Dal 25.05.2011 al 25.06.2011

Trasformazione, adeguamento o conservazione? Presso il nostro Ordine Giovedì 19 Maggio 2011, si è svolto un primo incontro dedicato allo spinoso tema, di cui vi proponiamo un resoconto

Breve video intervista ad alcuni relatori partecipanti al convegno, realizzato da Floornature.

Di seguito la sintesi delle varie relazioni presentate e in fondo all'articolo le immagini con cui i vari autori hanno illustrato il loro intervento


Nel rapido excursus compiuto dal Presidente Daniela Volpi sulla storia recente della città europea, a presentazione del convegno organizzato dall’Ordine dedicato allo spinoso tema dell'adeguamento del patrimonio dell'architettura moderna e del paesaggio urbano intorno ad essa - tra tutela di valori Architettonici e riqualificazione funzionale - vi è a mio avviso tutta l’espressione della complessità del tema.
A partire dalle radicali operazioni haussmanniane, attraverso i piani modernisti del ‘900 fino alle proposte odierne di demolire quanto appena realizzato, come accaduto per l’Ara Pacis di Meier a Roma, si legge una trasformazione profonda dell’agire progettuale sull’esistente.
Oggi la Storia, ovvero la conoscenza della morfologia e la cognizione della salvaguardia, in continuità col divenire del moderno, non deve essere un fardello ma stimolo al fare, poiché conservare è conoscere.
Daniela Volpi conclude dunque con la domanda sottesa ai successivi interventi: quale atteggiamento dobbiamo avere verso l’architettura moderna: si deve adeguare, conservare o trasformare?

Roberto Lugaresi, del gruppo Oikos, ringrazia e racconta la cultura del colore della sua azienda, per cui emblematico oggi non parlare di pittura ma di materia, dove la superficie dipinta diventa esperienza emozionale, valore aggiunto dell’opera.

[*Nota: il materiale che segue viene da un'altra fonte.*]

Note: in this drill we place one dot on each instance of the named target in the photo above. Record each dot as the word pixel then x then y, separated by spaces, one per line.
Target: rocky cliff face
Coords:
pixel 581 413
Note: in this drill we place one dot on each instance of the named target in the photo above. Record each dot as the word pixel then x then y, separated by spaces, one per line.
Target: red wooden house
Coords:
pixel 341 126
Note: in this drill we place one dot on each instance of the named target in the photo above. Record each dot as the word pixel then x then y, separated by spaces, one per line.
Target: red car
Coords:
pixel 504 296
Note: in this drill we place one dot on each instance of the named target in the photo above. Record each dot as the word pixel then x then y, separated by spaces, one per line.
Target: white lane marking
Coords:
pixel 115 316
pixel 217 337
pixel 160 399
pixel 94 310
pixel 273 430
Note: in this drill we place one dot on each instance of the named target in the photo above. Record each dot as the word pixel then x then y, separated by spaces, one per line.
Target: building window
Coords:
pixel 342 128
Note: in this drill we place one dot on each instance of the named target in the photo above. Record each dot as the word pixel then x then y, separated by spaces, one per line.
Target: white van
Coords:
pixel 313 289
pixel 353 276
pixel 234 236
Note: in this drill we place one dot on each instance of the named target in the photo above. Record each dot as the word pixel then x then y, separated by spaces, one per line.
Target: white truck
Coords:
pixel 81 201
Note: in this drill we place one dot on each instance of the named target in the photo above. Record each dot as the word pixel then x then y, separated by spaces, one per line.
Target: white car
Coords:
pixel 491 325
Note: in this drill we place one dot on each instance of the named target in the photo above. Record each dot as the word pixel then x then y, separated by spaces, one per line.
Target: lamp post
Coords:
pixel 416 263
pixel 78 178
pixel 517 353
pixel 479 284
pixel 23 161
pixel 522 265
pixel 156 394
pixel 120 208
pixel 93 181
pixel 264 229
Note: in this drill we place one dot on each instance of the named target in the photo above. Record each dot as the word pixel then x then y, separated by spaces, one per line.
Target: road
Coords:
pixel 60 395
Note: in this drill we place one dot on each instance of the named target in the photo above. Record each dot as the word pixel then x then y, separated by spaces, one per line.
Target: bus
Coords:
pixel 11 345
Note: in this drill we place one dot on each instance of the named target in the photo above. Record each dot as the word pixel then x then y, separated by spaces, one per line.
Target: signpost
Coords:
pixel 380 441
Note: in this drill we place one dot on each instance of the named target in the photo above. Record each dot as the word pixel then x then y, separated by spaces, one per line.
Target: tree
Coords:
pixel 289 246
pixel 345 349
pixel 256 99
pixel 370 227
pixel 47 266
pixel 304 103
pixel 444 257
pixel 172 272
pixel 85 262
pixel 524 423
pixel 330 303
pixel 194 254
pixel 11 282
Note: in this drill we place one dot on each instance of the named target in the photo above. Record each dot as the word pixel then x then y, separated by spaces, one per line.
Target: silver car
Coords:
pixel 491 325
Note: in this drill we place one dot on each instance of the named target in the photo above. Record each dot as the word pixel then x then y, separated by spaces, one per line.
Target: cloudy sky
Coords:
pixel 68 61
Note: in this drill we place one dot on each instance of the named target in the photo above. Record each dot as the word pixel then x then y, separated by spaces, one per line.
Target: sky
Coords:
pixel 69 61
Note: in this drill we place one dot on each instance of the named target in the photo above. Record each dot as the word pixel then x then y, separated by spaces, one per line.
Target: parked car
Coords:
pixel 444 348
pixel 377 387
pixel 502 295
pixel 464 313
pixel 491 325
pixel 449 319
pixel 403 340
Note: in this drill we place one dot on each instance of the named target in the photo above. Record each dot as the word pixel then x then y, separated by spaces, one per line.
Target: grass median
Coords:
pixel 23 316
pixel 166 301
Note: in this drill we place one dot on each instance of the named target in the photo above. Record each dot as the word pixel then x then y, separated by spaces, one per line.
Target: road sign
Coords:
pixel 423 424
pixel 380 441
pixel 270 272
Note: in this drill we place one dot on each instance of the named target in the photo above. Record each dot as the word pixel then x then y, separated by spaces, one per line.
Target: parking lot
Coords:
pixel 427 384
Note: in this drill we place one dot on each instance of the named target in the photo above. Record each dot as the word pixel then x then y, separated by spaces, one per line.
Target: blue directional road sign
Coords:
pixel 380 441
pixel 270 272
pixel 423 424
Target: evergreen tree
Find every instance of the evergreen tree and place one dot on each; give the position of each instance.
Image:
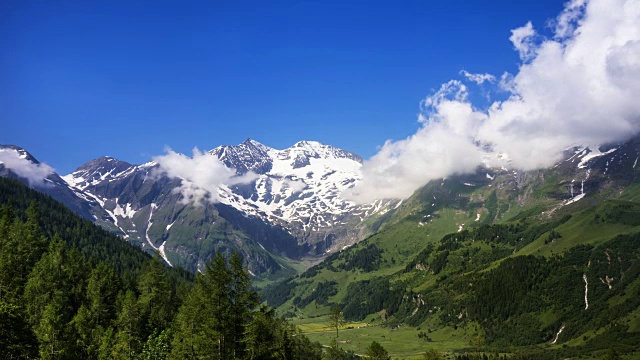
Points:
(155, 298)
(22, 246)
(243, 300)
(102, 291)
(194, 334)
(217, 279)
(335, 318)
(52, 330)
(157, 347)
(128, 339)
(16, 337)
(375, 351)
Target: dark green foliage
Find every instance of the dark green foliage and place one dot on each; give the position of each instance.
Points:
(16, 337)
(62, 298)
(53, 218)
(334, 352)
(375, 351)
(320, 294)
(367, 259)
(370, 296)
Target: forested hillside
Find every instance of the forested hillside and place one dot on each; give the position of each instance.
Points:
(70, 290)
(566, 285)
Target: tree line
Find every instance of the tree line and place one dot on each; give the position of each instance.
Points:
(61, 298)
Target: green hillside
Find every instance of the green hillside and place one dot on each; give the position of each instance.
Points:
(486, 264)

Vito Redaelli, coordinatore di questa prima parte della serata, dedicata alla prospettiva metodologica del tema, sottolinea come la condizione della città europea viva di fatto sul secolare conflitto tra conservazione e trasformazione, a differenza della città di cultura anglosassone.

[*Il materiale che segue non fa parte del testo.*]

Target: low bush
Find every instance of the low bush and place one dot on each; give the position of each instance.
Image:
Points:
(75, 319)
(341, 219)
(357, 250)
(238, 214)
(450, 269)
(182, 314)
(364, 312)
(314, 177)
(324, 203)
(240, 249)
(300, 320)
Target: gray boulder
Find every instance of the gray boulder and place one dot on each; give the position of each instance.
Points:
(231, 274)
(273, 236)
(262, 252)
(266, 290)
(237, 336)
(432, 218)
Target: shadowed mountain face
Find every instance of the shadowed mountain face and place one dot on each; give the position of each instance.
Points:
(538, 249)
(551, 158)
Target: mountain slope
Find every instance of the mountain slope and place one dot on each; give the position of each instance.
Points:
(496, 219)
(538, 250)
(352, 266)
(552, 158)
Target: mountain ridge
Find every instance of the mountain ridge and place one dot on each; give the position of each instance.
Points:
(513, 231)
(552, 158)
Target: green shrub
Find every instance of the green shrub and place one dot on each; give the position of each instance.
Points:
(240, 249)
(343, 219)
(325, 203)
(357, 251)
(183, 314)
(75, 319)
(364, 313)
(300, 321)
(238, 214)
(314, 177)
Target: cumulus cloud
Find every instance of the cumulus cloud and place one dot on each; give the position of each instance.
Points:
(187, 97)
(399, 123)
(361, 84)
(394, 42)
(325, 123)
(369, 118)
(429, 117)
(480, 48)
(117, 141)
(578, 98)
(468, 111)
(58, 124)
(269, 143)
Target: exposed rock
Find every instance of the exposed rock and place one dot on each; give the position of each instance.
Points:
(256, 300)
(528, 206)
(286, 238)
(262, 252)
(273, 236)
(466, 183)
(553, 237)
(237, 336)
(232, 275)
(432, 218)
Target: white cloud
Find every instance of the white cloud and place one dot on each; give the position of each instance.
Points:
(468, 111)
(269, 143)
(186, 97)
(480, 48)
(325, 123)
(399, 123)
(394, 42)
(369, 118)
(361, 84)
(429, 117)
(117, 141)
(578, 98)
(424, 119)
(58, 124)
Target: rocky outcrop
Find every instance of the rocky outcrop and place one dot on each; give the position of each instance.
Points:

Maurizio Boriani, docente di Restauro urbano al Politecnico di Milano, che si occupa di tutela, conservazione e recupero del patrimonio architettonico e del paesaggio, imposta il suo discorso dal punto di vista della materia e non stilistico, tecnico piuttosto che storiografico. In questa prospettiva la definizione di Moderno è stringente: dicesi di manufatto realizzato con materiali innovativi, o con impiego innovativo di materiali tradizionali.
Ne discende una prima questione, ovvero la quantità di patrimonio in gioco. Fino ai 150 anni di storia, il filtro è compiuto dagli eventi. Ma sul Moderno, la difficoltà di selezione si fa sempre più difficile quanto più ci si avvicina al presente.
Gli edifici del Weissenhof, per esempio, non si distinguono immediatamente dagli edifici circostanti.
La difficoltà di selezione si lega proprio alla sua qualità intrinsecamente moderna, che lo fa confondere con il contemporaneo, magari poi di infima qualità.
Un altro esempio: il degrado del Bauhaus di Dessau nel dopoguerra, prima di essere oggetto di restauro, non può essere messo a confronto con il degrado del castello di Heidelberg. A dire che l’architettura moderna invecchia male, ovvero che il rudere moderno rispetto all’antico ha ben poco di romantico.
Oppure non reggono le trasformazioni puntuali, come ad esempio l’avvento dei serramenti a taglio termico. O l’alluminio. Al QT8, nelle case dei reduci, aggiunte e sostituzioni prevalgono sul conservato, snaturando le proporzioni originarie.
Per lavorare su queste questioni afferma, secondo Boriani è necessaria:
- adeguata formazione, non solo riguardo i caratteri stilistici ma anche tecnologici della conservazione;
- divulgazione del problema;
- tutela straordinaria: censimento dei luoghi di impronta significativa;
- linee guida per una metodologia di intervento condiviso.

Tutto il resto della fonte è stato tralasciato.